Once, the data is consumed you can load the data into database. The data needs to be sorted at the database level before using the dataset for any usecase. Well, this is an attempt to help you think in multiple ways.
Let's consider we have a message key as the timestamp which is generated at the time of creation of the data and the value is the actual message string.
As and when a message is picked up by the consumer, the message is written into HBase with the RowKey as the kafka key and value as the kafka value.
Since, HBase is a sorted map having timestamp as a key will automatically sorts the data in order. Then you can serve the data from HBase for the downstream apps.
In this way you are not loosing the parallelism of kafka.

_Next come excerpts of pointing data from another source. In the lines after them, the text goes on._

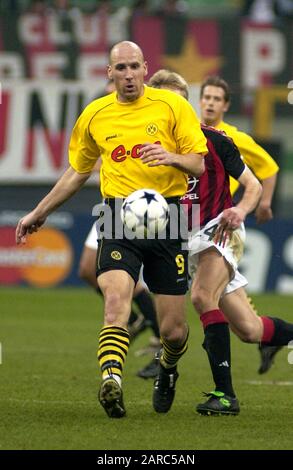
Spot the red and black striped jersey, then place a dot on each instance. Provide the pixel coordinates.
(212, 190)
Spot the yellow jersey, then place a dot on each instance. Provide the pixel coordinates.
(255, 157)
(114, 132)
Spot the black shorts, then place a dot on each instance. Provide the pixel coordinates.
(164, 262)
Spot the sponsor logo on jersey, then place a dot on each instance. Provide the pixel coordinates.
(116, 255)
(151, 128)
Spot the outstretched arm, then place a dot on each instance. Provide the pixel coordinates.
(263, 212)
(234, 216)
(69, 183)
(156, 155)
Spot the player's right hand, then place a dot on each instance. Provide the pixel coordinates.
(30, 223)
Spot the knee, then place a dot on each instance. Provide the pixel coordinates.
(249, 334)
(200, 298)
(175, 336)
(84, 272)
(116, 308)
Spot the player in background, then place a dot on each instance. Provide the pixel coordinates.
(218, 287)
(214, 103)
(139, 154)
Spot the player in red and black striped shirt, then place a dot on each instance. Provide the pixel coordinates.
(212, 190)
(216, 245)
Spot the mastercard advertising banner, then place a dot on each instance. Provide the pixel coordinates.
(49, 258)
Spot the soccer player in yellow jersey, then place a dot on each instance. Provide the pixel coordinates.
(214, 102)
(146, 138)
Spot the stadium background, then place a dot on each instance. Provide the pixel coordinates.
(52, 63)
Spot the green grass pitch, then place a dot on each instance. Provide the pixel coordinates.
(49, 380)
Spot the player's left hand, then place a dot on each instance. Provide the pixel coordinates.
(28, 225)
(232, 218)
(263, 213)
(155, 155)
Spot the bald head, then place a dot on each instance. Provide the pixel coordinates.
(127, 69)
(125, 47)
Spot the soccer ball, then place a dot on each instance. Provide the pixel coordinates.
(145, 212)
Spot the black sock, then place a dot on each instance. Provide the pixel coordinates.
(217, 346)
(283, 333)
(133, 317)
(145, 304)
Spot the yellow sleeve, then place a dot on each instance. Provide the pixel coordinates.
(83, 151)
(188, 127)
(255, 157)
(258, 160)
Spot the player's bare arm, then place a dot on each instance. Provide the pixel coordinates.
(234, 216)
(69, 183)
(263, 212)
(155, 155)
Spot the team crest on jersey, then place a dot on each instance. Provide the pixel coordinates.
(116, 255)
(152, 128)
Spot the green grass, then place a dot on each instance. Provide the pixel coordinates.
(49, 381)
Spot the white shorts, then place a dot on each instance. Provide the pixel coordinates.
(91, 240)
(230, 248)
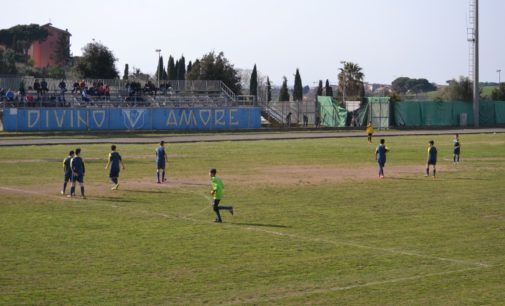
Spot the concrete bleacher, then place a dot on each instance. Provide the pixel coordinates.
(177, 94)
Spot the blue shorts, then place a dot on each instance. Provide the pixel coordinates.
(67, 176)
(78, 178)
(114, 173)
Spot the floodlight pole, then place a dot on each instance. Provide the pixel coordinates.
(344, 80)
(476, 90)
(159, 68)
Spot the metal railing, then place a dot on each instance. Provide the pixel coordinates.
(213, 93)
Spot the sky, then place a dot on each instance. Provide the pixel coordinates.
(387, 38)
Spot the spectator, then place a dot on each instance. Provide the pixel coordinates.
(37, 88)
(76, 87)
(10, 95)
(288, 119)
(22, 90)
(43, 86)
(107, 92)
(63, 87)
(85, 95)
(29, 100)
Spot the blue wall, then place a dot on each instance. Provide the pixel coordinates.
(73, 119)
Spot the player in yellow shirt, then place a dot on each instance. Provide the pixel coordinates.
(217, 193)
(369, 131)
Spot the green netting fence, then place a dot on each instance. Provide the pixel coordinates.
(453, 113)
(331, 114)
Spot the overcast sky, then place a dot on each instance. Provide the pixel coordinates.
(387, 38)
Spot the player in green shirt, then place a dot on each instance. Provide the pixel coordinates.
(217, 193)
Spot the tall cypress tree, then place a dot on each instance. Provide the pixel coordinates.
(253, 84)
(329, 90)
(181, 68)
(269, 90)
(284, 92)
(171, 72)
(190, 66)
(126, 72)
(319, 91)
(160, 71)
(298, 88)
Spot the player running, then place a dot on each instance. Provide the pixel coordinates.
(161, 160)
(369, 131)
(432, 159)
(77, 165)
(67, 171)
(114, 161)
(217, 193)
(380, 157)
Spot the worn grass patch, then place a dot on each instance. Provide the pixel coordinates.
(313, 225)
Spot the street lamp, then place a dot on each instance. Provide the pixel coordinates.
(159, 68)
(344, 81)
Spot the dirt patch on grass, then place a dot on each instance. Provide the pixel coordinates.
(304, 175)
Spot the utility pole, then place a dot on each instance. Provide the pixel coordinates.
(344, 81)
(159, 68)
(476, 88)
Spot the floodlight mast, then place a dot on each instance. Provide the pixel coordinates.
(476, 88)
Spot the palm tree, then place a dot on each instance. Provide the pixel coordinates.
(351, 76)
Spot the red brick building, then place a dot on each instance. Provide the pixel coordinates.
(43, 52)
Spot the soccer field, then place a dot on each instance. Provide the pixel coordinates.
(312, 225)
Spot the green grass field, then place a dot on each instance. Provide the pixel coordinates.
(312, 225)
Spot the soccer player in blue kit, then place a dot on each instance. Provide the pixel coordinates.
(114, 162)
(432, 159)
(77, 165)
(161, 160)
(67, 171)
(380, 157)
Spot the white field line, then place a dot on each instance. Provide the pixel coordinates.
(302, 292)
(292, 236)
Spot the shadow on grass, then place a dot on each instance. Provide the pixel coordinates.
(144, 191)
(260, 225)
(113, 199)
(444, 178)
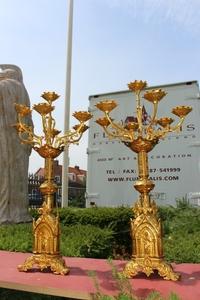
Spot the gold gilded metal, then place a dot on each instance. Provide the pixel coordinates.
(141, 137)
(46, 229)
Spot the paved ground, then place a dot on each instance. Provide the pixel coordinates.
(79, 285)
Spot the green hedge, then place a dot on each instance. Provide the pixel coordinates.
(95, 232)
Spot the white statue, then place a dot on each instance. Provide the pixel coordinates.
(14, 157)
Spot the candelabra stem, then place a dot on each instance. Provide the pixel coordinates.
(47, 230)
(146, 229)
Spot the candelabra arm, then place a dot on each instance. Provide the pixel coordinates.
(155, 110)
(68, 139)
(120, 129)
(139, 113)
(32, 137)
(121, 136)
(178, 126)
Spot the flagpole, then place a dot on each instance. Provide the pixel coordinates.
(65, 166)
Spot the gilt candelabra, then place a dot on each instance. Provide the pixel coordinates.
(46, 229)
(141, 136)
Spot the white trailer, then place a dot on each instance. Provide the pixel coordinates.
(174, 163)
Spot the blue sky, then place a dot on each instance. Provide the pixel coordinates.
(114, 42)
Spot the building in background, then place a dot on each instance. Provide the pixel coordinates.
(77, 185)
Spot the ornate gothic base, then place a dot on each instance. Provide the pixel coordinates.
(148, 265)
(55, 262)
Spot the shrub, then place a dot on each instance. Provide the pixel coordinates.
(86, 241)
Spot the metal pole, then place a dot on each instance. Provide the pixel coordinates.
(67, 105)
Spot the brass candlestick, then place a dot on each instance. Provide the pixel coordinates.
(141, 137)
(46, 229)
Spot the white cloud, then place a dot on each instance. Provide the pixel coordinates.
(182, 13)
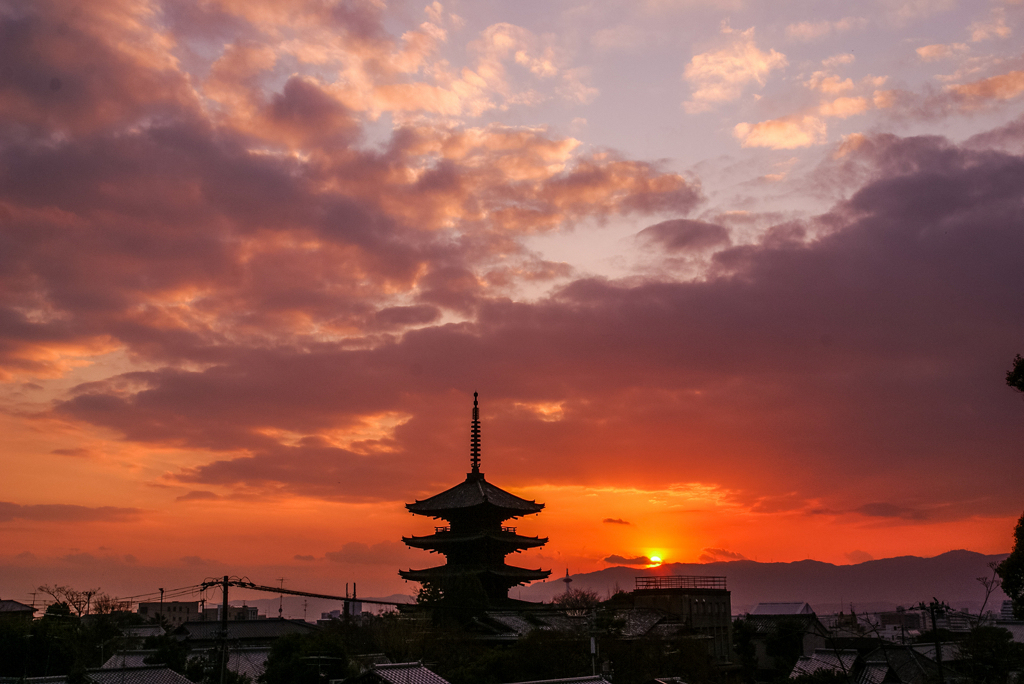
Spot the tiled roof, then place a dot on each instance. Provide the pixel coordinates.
(1015, 628)
(568, 680)
(142, 631)
(144, 675)
(825, 659)
(9, 605)
(249, 660)
(127, 659)
(402, 673)
(795, 608)
(903, 664)
(769, 624)
(473, 492)
(248, 629)
(873, 674)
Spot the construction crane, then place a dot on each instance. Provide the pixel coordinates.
(243, 583)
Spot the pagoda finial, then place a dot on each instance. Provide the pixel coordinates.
(474, 440)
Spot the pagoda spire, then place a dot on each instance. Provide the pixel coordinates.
(474, 439)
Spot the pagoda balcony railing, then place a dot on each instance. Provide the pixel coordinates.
(448, 528)
(681, 582)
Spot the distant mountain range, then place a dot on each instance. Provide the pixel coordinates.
(872, 586)
(876, 585)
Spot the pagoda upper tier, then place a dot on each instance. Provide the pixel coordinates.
(478, 496)
(475, 542)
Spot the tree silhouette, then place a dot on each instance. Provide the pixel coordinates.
(1011, 570)
(1015, 376)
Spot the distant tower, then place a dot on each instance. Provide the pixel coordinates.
(475, 542)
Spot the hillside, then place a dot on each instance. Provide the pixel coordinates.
(876, 585)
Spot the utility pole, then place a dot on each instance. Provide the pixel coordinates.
(933, 607)
(223, 634)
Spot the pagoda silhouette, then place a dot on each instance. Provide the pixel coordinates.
(475, 541)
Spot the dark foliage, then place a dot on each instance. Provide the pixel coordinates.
(1015, 376)
(742, 645)
(308, 658)
(1011, 570)
(988, 654)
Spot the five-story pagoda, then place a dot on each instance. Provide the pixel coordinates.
(475, 541)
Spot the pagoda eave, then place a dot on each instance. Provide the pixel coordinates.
(448, 540)
(507, 572)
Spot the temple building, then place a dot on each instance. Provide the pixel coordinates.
(475, 540)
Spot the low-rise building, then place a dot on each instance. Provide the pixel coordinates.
(172, 613)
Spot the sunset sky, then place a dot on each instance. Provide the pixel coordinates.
(733, 280)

You also have the privilege of processing sorting and performing multiple processing logics on the data at the database level.
Note: Any distributed message broker does not guarantee overall ordering. If you are insisting for that you may need to rethink using another message broker or you need to have single partition in kafka which is not a good idea. Kafka is all about parallelism by increasing partitions or increasing consumer groups.
Traditional MQ works in a way such that once a message has been processed, it gets removed from the queue. A message queue allows a bunch of subscribers to pull a message, or a batch of messages, from the end of the queue. Queues usually allow for some level of transaction when pulling a message off, to ensure that the desired action was executed, before the message gets removed, but once a message has been processed, it gets removed from the queue.
With Kafka on the other hand, you publish messages/events to topics, and they get persisted. They don’t get removed when consumers receive them. This allows you to replay messages, but more importantly, it allows a multitude of consumers to process logic based on the same messages/events.
You can still scale out to get parallel processing in the same domain, but more importantly, you can add different types of consumers that execute different logic based on the same event. In other words, with Kafka, you can adopt a reactive pub/sub architecture.
ref: https://hackernoon.com/a-super-quick-comparison-between-kafka-and-message-queues-e69742d855a8
Well, this is an old thread, but still relevant, hence decided to share my view.
I think this question is a bit confusing.
If you need strict ordering of messages, then the same strict ordering should be maintained while consuming the messages. There is absolutely no point in ordering message in queue, but not while consuming it. Kafka allows best of both worlds. It allows ordering the message within a partition right from the generation till consumption while allowing parallelism between multiple partition. Hence, if you need
Absolute ordering of all events published on a topic, use single partition. You will not have parallelism, nor do you need (again parallel and strict ordering don't go together).
Go for multiple partition and consumer, use consistent hashing to ensure all messages which need to follow relative order goes to a single partition.